We obtained individual-level data of colorectal adenocarcinomas (pancancer atlas) from The Cancer Genome Atlas Program (TCGA) through cBioPortal repository (https://www.cbioportal.org/study/summary?id=coadread_tcga_pan_can_atlas_2018, Fig. 1)27. The TCGA data were de-identified and publicly available. Therefore, this study was categorized as an exempt study (category 4) and did not require an Institutional Review Board (IRB) review. The transcriptomic data (RNAseq V2) were processed and normalized using RSEM (rsem.genes.normalized_results of the TCGA dataset), calculated into z-score and dichotomized using the median z-score of all samples27.

Fig. 1: Study flow.
figure 1

We extracted the colorectal adeno-carcinoma cases in the cancer genome atlas (TCGA), and classified the patient survival into four categories, including alive with no progression, alive with progression, dead with no known progression, and dead with progression. We used random forests (RF) and multinomial logistic regression (MLR) to classify the four-category outcomes. The 10-fold cross-validation approach was used during the modeling of the MLR model.

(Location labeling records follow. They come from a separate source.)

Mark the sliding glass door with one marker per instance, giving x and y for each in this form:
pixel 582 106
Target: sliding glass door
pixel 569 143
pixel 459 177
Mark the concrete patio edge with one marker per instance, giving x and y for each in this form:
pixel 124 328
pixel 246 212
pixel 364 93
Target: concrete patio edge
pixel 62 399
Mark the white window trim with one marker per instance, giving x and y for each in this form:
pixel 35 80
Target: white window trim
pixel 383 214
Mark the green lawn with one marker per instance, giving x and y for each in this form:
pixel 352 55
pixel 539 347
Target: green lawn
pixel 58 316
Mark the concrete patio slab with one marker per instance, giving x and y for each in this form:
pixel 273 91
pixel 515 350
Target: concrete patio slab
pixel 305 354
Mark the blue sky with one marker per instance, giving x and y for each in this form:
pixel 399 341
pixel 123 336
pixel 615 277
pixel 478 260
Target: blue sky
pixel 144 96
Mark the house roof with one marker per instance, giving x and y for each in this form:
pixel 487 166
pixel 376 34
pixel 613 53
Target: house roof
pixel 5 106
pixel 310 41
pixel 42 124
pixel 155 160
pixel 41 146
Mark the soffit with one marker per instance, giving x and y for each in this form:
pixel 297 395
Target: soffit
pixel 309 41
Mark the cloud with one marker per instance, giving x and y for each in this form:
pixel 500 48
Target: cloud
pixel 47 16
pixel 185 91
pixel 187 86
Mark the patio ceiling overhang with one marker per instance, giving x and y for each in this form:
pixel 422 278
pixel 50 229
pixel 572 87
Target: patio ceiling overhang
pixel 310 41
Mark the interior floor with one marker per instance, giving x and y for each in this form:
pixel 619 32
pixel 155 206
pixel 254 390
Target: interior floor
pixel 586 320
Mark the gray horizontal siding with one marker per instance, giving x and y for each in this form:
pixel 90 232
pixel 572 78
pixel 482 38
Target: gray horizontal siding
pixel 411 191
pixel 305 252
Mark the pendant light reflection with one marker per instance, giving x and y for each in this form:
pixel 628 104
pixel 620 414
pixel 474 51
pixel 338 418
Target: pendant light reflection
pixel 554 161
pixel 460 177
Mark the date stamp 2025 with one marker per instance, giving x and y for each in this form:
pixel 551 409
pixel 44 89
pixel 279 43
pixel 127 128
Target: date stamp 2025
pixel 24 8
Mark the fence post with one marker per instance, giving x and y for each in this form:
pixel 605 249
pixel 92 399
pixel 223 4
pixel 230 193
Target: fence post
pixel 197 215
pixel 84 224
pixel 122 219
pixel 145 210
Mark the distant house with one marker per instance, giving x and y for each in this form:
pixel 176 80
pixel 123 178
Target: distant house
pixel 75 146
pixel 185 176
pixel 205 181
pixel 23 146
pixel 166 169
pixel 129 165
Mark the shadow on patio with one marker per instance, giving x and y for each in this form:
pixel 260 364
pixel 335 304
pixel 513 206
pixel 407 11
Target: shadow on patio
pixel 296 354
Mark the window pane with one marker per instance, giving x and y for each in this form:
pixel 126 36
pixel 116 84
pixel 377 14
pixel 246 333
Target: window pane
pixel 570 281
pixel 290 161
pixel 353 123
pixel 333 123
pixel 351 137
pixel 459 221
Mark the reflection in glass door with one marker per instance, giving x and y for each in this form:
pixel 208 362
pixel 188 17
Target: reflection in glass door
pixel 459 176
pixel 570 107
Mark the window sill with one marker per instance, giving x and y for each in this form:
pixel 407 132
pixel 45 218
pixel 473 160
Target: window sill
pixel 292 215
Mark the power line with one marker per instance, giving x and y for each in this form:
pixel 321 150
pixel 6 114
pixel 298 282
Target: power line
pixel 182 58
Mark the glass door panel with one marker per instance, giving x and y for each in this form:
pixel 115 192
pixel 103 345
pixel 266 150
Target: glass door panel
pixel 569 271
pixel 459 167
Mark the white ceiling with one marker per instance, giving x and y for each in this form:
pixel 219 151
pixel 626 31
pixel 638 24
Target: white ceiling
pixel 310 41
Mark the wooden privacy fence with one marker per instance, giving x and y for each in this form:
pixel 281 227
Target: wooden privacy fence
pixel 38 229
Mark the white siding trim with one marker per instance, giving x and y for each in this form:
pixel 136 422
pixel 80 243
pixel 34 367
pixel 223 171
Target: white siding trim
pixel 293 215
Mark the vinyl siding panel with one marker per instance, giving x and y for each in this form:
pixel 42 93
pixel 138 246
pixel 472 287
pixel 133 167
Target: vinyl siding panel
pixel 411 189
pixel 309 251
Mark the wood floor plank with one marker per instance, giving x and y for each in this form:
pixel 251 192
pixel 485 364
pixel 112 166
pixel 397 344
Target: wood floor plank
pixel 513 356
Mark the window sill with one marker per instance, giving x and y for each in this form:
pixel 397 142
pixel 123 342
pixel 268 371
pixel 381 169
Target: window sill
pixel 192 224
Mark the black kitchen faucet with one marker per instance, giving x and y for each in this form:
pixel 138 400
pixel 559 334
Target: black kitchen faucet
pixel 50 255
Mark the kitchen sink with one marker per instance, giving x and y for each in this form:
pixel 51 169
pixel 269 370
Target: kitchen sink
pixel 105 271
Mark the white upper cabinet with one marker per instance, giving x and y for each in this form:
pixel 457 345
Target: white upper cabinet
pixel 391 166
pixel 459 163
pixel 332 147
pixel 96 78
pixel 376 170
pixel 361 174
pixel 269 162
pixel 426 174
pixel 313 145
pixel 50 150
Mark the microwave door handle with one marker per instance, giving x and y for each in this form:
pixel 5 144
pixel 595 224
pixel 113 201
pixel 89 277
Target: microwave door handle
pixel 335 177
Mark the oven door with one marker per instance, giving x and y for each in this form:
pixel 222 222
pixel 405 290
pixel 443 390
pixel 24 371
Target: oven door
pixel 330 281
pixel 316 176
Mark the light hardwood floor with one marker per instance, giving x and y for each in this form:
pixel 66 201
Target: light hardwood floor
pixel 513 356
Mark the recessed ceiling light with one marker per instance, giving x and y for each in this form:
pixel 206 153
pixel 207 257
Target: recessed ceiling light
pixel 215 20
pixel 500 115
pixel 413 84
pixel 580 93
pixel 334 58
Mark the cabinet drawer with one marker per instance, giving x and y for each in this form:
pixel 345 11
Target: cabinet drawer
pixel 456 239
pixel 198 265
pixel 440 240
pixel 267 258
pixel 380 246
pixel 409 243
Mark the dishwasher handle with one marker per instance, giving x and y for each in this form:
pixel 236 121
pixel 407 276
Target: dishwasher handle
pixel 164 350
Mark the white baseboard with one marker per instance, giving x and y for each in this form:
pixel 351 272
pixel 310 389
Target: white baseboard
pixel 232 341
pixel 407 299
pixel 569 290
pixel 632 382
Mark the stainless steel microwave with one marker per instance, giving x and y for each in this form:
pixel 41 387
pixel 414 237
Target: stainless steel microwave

We extracted the MSI statuses from a previous study on TCGA CRC that used a nonnegative matrix factorization-based consensus clustering model28. We also extracted the genomic data of 16 clinically-significant oncogenic-driver or MSI-related genes, including KRAS, NRAS, BRAF, NTRK1, NTRK2, NTRK3, ERBB2, POLE, MSH2, MSH6, PMS2, MLH1, APC, TP53, PIK3CA, and SMAD429,30,31,32. The genomic data were standardized and annotated using Genome Nexus (which utilizes VEP with the canonical UniProt transcript, https://github.com/mskcc/vcf2maf/blob/master/data/isoform_overrides_uniprot). Any driver alternations (amplifications, mutations, copy-number variation, and deletions) of these oncogenic driver genes were determined using GISTIC 2.033.

We performed the differentially expressed genes (DEG) analysis to remove the less relevant transcriptomes using Chi-square test7. The DEG and clinico-pathological features were subject to the modeling alone or with addition of the genomic and MSI data. The outcomes of the classification models were the patients’ four-category survival, including alive with no progression, alive with progression, dead with no known progression, and dead with progression. All processes were conducted using Python 3.6.9.

RF modeling

Tuning

We used the RandomForestClassifier from the Python Scikit-learn package for RF modeling34. We used the Gini index as the split criterion and had 20 iterations for each run.

During the tuning of the RF model, parameters including n_estimator (the number of trees in the forest), min_sample_splits (the minimum number of samples required to split an internal node), min_samples_leaf (the minimum number of samples required to be at a leaf node), and n_jobs (the number of jobs to run in parallel) were tuned.

To measure the accuracy of the model, we used cross_val_score imported from the Scikit-learn package, which evaluated the accuracy of a model using cross validation. We used a 5-fold cross validation, which produced five separate accuracy values for each iteration of our tuning, from which we took the average value.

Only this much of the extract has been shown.